The Director of Custom and Culture Affairs of the Ministry of Internal Affairs, William Jallah, reiterated that the research was very essential for the ministry as this will enable the ministry to constructively engage the sector while also promising to work with P4DP to further expand the study in other counties as well as assist the ministry to undertake specific studies with traditional healers and leaders.
The Ministry of Health Representative, Dr. Quaioba said “I am very excited and pleased that this is the first time such good work is done to show what the sector has to offer and the usual marginalization the sector suffers will now be given good attention.
I will ensure that the Ministry works with P4DP and from now, people should know that traditional medicine is very useful and plays very big role in our country health care system”
As for WHO Country Director Representative, Mrs. Luwaga Liliane, she lauded Platform for Dialogue and Peace for the research and expressed interest for collaboration in making the findings and recommendations useful for Liberia.
“This study is quite useful and interesting and WHO values such effort, especially the desire for collaboration as expressed in the study. WHO has a clear strategy for traditional medicine, therefore there is possibility for WHO to support this kind of initiative.
So, please share the full report with us, when ready as we want traditional medicine and modern medicine to work together to improve the health care systems in Liberia hence I am sure we will work closely.”
WHO Social Mobilization Consultant, Mrs.
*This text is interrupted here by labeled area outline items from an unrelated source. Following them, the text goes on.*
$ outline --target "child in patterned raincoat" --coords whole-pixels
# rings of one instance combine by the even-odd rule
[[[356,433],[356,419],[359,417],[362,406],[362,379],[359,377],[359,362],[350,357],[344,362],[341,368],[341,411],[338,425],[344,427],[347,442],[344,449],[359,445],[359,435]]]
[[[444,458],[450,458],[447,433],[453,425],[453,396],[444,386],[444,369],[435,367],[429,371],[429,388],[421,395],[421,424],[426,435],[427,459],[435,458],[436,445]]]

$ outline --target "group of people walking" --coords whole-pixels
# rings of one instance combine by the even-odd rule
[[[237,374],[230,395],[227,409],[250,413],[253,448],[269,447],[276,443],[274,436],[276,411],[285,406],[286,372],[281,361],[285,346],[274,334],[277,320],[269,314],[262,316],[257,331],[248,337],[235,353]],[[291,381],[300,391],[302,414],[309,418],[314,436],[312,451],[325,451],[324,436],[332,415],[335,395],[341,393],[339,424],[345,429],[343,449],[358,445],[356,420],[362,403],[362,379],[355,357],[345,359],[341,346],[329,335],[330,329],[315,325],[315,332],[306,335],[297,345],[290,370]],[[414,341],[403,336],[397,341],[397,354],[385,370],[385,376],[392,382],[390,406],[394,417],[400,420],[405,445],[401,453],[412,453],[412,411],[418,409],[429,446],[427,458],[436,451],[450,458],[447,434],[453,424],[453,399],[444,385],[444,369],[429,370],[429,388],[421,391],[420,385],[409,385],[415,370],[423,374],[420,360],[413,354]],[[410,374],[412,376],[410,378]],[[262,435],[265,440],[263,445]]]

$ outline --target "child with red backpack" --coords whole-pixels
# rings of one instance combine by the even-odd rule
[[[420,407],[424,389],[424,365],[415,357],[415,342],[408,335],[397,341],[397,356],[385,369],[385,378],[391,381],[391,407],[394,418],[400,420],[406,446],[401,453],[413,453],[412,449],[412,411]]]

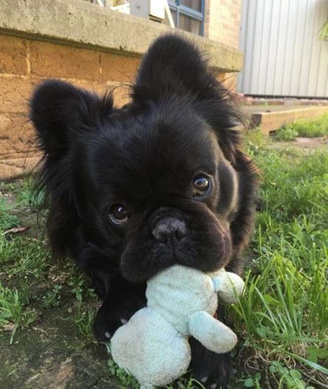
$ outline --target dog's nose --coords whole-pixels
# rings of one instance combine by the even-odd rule
[[[176,217],[165,217],[156,223],[152,235],[159,242],[166,243],[171,239],[180,240],[185,235],[184,221]]]

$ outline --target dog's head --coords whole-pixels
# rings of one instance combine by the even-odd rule
[[[247,241],[254,169],[226,92],[190,43],[156,40],[121,109],[53,80],[31,108],[55,251],[87,247],[85,265],[98,253],[134,282],[174,263],[214,270]]]

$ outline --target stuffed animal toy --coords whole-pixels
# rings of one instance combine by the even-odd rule
[[[233,348],[235,334],[214,316],[218,296],[235,303],[243,288],[238,276],[223,269],[207,274],[175,265],[164,270],[147,282],[147,307],[114,334],[113,359],[143,389],[167,385],[187,371],[189,335],[215,353]]]

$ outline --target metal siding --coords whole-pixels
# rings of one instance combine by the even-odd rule
[[[238,90],[250,95],[328,97],[328,42],[318,39],[327,0],[244,0]]]

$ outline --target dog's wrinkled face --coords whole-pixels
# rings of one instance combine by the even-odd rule
[[[128,108],[86,153],[96,173],[89,193],[97,188],[102,224],[120,237],[120,266],[132,281],[174,263],[211,271],[232,250],[236,173],[211,127],[174,102],[146,108],[138,120]]]
[[[168,35],[131,97],[119,109],[110,95],[48,80],[31,99],[54,253],[132,282],[174,263],[225,265],[249,237],[255,187],[226,91],[192,44]]]

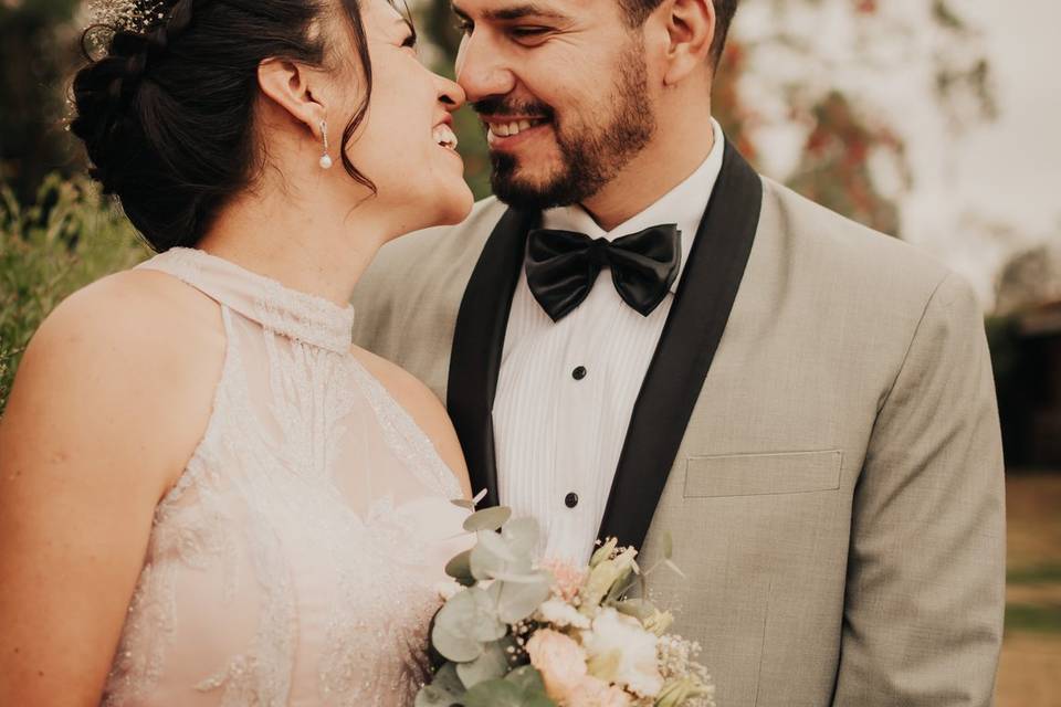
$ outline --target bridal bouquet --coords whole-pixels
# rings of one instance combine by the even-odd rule
[[[629,595],[643,589],[637,550],[612,539],[589,567],[535,563],[537,524],[510,516],[487,508],[464,524],[476,545],[445,568],[454,581],[440,587],[431,626],[437,669],[417,707],[714,705],[700,646],[665,634],[670,612]]]

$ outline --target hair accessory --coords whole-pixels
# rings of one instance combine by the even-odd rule
[[[147,33],[166,19],[165,0],[88,0],[90,25],[102,24],[114,30]]]
[[[332,169],[332,156],[328,155],[328,124],[321,120],[321,137],[324,138],[324,155],[321,156],[321,169]]]

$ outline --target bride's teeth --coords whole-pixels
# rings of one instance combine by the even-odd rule
[[[452,128],[448,125],[440,125],[434,128],[432,133],[434,141],[442,147],[455,149],[456,148],[456,135],[453,133]]]

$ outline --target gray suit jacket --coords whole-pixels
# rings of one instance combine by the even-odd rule
[[[738,162],[727,150],[719,184]],[[617,474],[613,496],[622,502],[609,505],[606,525],[620,536],[633,527],[627,537],[640,541],[643,516],[645,566],[664,532],[673,535],[687,579],[663,571],[651,584],[676,610],[675,630],[703,644],[721,706],[989,705],[1002,632],[1005,506],[974,293],[912,247],[755,181],[752,204],[716,187],[714,240],[697,235],[701,265],[711,267],[713,249],[749,229],[717,351],[690,370],[668,369],[686,366],[683,347],[701,346],[669,321],[663,338],[671,336],[677,358],[654,361],[645,382],[654,392],[642,389],[642,398],[663,400],[664,389],[675,391],[664,398],[687,398],[680,415],[687,421],[674,449],[644,446],[658,436],[651,421],[628,439],[634,452],[650,450],[639,457],[649,463]],[[460,226],[387,245],[354,298],[357,342],[450,395],[473,482],[485,478],[475,467],[493,449],[489,369],[511,302],[508,285],[490,289],[494,271],[515,262],[495,262],[487,245],[512,220],[505,214],[487,199]],[[683,276],[671,314],[684,297],[682,324],[693,328],[717,319],[705,308],[726,298],[695,284],[696,258],[694,251],[686,271],[694,276]],[[489,313],[496,320],[484,319]],[[702,341],[712,348],[710,336]],[[451,358],[463,373],[451,371]],[[691,370],[703,359],[710,371]],[[448,390],[451,376],[489,389],[479,418],[454,400],[469,391]],[[660,421],[661,432],[671,422]]]

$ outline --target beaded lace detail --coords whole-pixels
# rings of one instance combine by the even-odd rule
[[[220,304],[203,439],[156,508],[105,705],[412,705],[460,486],[350,352],[353,308],[201,251],[140,267]]]

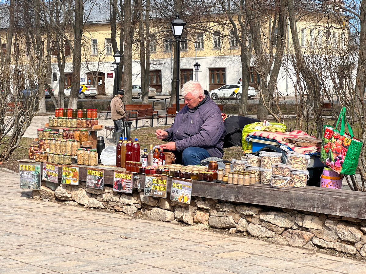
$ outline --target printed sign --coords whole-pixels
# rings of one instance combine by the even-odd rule
[[[173,178],[172,179],[170,200],[190,203],[192,184],[192,182],[190,180]]]
[[[61,182],[63,184],[79,185],[79,167],[63,165]]]
[[[19,165],[21,189],[41,188],[41,163],[24,163]]]
[[[45,162],[43,164],[42,180],[52,183],[59,182],[59,165]]]
[[[132,193],[132,172],[115,171],[113,191]]]
[[[149,175],[145,176],[143,194],[152,197],[167,198],[167,176],[165,175]]]
[[[95,168],[86,170],[86,187],[103,189],[104,185],[104,171]]]

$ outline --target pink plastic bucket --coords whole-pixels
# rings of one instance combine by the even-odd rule
[[[339,174],[338,174],[339,175]],[[339,178],[339,176],[336,178]],[[333,179],[331,178],[326,179],[323,178],[322,175],[320,176],[320,186],[322,187],[326,187],[328,189],[340,189],[342,188],[342,181],[343,178],[340,179]]]
[[[328,176],[328,177],[339,177],[339,174],[337,173],[335,171],[333,171],[332,169],[329,167],[325,167],[323,170],[322,175],[324,176]]]

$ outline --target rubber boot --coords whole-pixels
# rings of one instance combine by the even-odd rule
[[[119,141],[119,138],[122,137],[122,133],[119,132],[115,132],[116,134],[116,141],[115,142],[115,144],[116,145],[117,143]]]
Liliane, who deputized for her Boss said: “We will support the integration of tradition medicine in the health deliverance of Liberia. She expressed appreciation and lauded the role that traditional medicine continues to play in promoting the health of the various communities.
Samaritan Purse representative joined his colleagues in congratulating P4DP and assured the research organization that his organization has keen interest in the study and will surely like further engagement.
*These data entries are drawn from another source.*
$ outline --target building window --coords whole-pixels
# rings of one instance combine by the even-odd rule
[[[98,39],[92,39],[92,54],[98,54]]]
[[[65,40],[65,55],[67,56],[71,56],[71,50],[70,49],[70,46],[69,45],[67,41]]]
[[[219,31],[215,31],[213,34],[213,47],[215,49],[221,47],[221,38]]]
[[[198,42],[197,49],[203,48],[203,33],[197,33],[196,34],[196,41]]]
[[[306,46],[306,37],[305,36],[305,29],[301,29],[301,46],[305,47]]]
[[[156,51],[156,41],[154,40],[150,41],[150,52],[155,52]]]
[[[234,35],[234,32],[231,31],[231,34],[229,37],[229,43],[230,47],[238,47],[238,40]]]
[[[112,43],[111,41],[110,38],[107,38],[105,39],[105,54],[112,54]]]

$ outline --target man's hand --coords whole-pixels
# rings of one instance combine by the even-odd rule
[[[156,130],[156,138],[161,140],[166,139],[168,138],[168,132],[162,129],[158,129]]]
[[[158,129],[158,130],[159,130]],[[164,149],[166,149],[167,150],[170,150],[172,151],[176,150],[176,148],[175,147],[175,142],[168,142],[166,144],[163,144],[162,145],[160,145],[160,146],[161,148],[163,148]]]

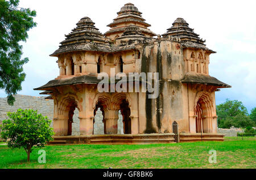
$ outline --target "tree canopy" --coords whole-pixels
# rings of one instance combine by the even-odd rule
[[[216,106],[216,113],[218,127],[230,128],[234,126],[246,128],[255,126],[255,121],[252,120],[241,101],[226,99],[224,103]]]
[[[13,105],[13,95],[22,89],[24,80],[23,65],[28,58],[22,59],[22,46],[27,31],[36,25],[33,18],[36,11],[18,7],[19,0],[0,0],[0,89],[5,89],[7,102]]]
[[[1,137],[7,140],[7,145],[11,148],[24,148],[28,161],[34,146],[42,147],[53,140],[51,121],[38,114],[36,110],[19,109],[7,115],[9,119],[3,121],[0,125]]]

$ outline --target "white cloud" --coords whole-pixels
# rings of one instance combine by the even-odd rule
[[[211,55],[210,74],[233,85],[218,92],[217,101],[222,101],[224,97],[218,97],[230,92],[229,95],[240,97],[249,106],[256,105],[250,100],[256,101],[256,1],[20,0],[19,6],[37,11],[35,20],[38,25],[29,32],[29,38],[23,44],[23,56],[30,61],[24,66],[27,78],[20,93],[38,94],[30,88],[57,76],[57,59],[49,54],[58,48],[64,35],[81,18],[90,18],[104,33],[109,29],[106,25],[117,16],[116,12],[129,2],[143,13],[152,25],[150,28],[156,34],[165,33],[177,17],[184,18],[200,37],[207,40],[208,46],[217,52]],[[237,79],[240,84],[237,84]],[[240,96],[236,95],[238,94]]]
Speaking on behalf of his colleague from the nine counties, traditional chief and head of Cultural Affairs, Bong county, Jukon Kuoun said “today I am a happy man and all I want is to ask the government and international community to support this organization to do more studies while we ask for the institutionalization of traditional medicine”.
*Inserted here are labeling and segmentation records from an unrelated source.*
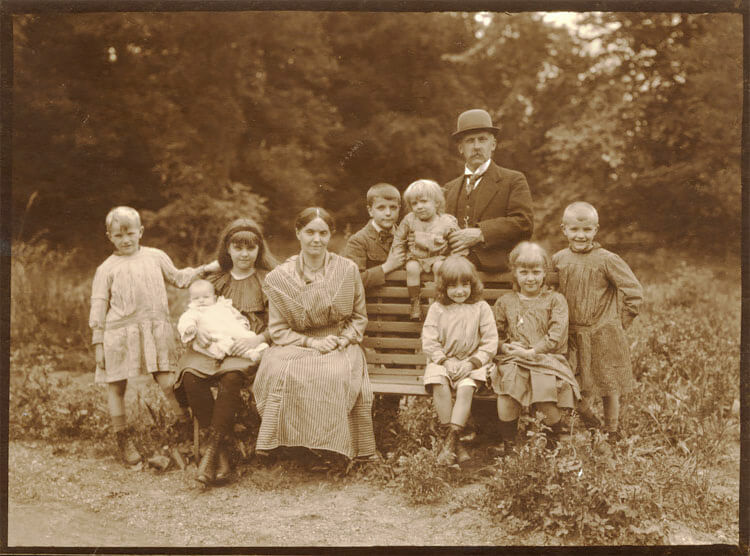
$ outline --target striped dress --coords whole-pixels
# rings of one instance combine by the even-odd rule
[[[353,458],[375,453],[372,388],[359,343],[367,326],[364,288],[357,265],[328,253],[320,274],[303,273],[290,257],[266,277],[268,330],[253,393],[261,425],[256,448],[324,449]],[[321,354],[306,338],[329,334],[351,342]]]

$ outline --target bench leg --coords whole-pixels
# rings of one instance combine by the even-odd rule
[[[196,465],[201,459],[201,436],[198,418],[193,417],[193,456],[195,456]]]

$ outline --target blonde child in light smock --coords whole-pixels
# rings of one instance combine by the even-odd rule
[[[599,426],[591,402],[600,396],[605,430],[617,440],[620,396],[634,384],[625,329],[640,311],[643,288],[621,257],[594,241],[599,214],[592,205],[568,205],[561,228],[568,247],[552,259],[570,308],[568,359],[583,395],[578,410],[585,424]]]
[[[409,213],[396,229],[391,252],[406,261],[406,287],[409,290],[412,320],[422,318],[420,285],[422,272],[434,272],[448,255],[468,255],[468,249],[451,251],[448,236],[459,229],[458,221],[445,212],[445,196],[437,182],[417,180],[404,191]]]
[[[174,331],[164,283],[187,287],[202,268],[178,270],[160,249],[141,246],[143,226],[133,208],[116,207],[105,222],[114,253],[96,269],[91,288],[89,326],[96,355],[95,381],[107,385],[120,456],[126,464],[134,465],[141,455],[127,433],[128,379],[151,374],[178,418],[188,419],[172,388]]]

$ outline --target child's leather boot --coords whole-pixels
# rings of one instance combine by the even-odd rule
[[[120,458],[125,465],[135,465],[141,461],[141,454],[138,452],[138,448],[135,447],[135,443],[127,429],[116,431],[115,440],[117,441]]]
[[[438,455],[438,462],[444,465],[453,465],[456,463],[456,444],[458,443],[458,431],[451,428],[450,425],[445,425],[445,440],[443,442],[443,449],[440,450]]]
[[[219,458],[216,463],[216,480],[224,481],[232,472],[232,465],[229,462],[229,451],[226,447],[219,449]]]
[[[411,320],[422,319],[422,306],[419,302],[419,296],[411,298],[411,307],[409,309],[409,318]]]
[[[221,449],[221,435],[211,429],[206,442],[206,452],[198,464],[198,475],[196,480],[204,485],[212,483],[216,479],[216,461]]]

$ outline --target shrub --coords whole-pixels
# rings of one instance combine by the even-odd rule
[[[439,443],[399,456],[394,465],[394,484],[415,504],[440,501],[455,479],[455,468],[438,462]]]
[[[646,311],[630,330],[638,379],[623,424],[711,463],[736,424],[740,302],[730,281],[681,265],[668,283],[646,288]]]

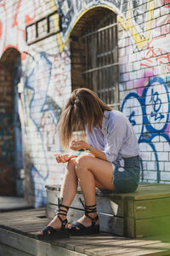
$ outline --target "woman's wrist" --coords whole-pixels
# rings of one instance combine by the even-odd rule
[[[93,148],[94,147],[92,146],[92,145],[90,145],[89,144],[89,147],[86,149],[86,150],[88,150],[88,151],[92,151],[92,148]]]

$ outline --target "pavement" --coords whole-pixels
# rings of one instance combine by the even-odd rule
[[[23,197],[0,196],[0,212],[32,208]]]

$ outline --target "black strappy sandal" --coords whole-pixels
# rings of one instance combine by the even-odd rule
[[[45,241],[49,241],[49,240],[55,240],[55,239],[60,239],[60,238],[69,238],[70,237],[70,230],[65,229],[65,225],[68,223],[67,218],[62,219],[60,215],[64,215],[66,216],[66,213],[69,210],[69,207],[66,206],[64,206],[61,204],[62,202],[62,198],[60,199],[58,198],[58,211],[56,211],[56,215],[59,217],[59,219],[61,222],[61,228],[60,230],[55,230],[51,226],[46,226],[43,228],[42,235],[37,235],[37,238],[39,240],[45,240]],[[64,207],[66,209],[63,210],[60,209],[60,207]]]
[[[99,233],[99,224],[96,224],[96,222],[99,219],[98,215],[95,218],[92,218],[88,216],[88,213],[97,212],[96,205],[86,206],[82,202],[81,198],[80,198],[80,201],[85,209],[85,215],[92,220],[92,224],[89,227],[86,227],[78,221],[73,222],[71,227],[71,236],[85,236],[85,235],[93,235],[93,234]],[[78,228],[78,230],[76,228]]]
The Operations Manager of the Research, Godfrey Eloho, called for greater collaboration among all stakeholders including government and partners to ensure the implementation of the desire goals of bringing the activities of traditional healers to mainstream practice in the country.
“The activities of traditional healers have been considered secret practice; this research is the first of its kind in Liberia.”
Mr. Eloho observed that the outbreak of Ebola in Liberia posed a major challenge to both biomedical and the traditional healers and therefore urge every sector to strive for collaboration. He said: “Understanding between Biomedical Practitioners and the Traditional Healers, seen to be a shadow area and therefore, there is need for collaboration because countries like Ghana, Nigeria, China, and others have a great marry between the Biomedical and Traditional Healers making it convenience for progress.”
He called for proper documentation and regulations of the activities to promote and publicize and protect botanical plants and other plants to boost the sector.
P4DP partnered with several entities in conducting the study, including the Liberia Ministry of Internal Affairs, CSO Secretariat on Natural Resources Management, University of Exeter-U.K., Traditional Council of Chiefs and Inter Religious Council of Liberia.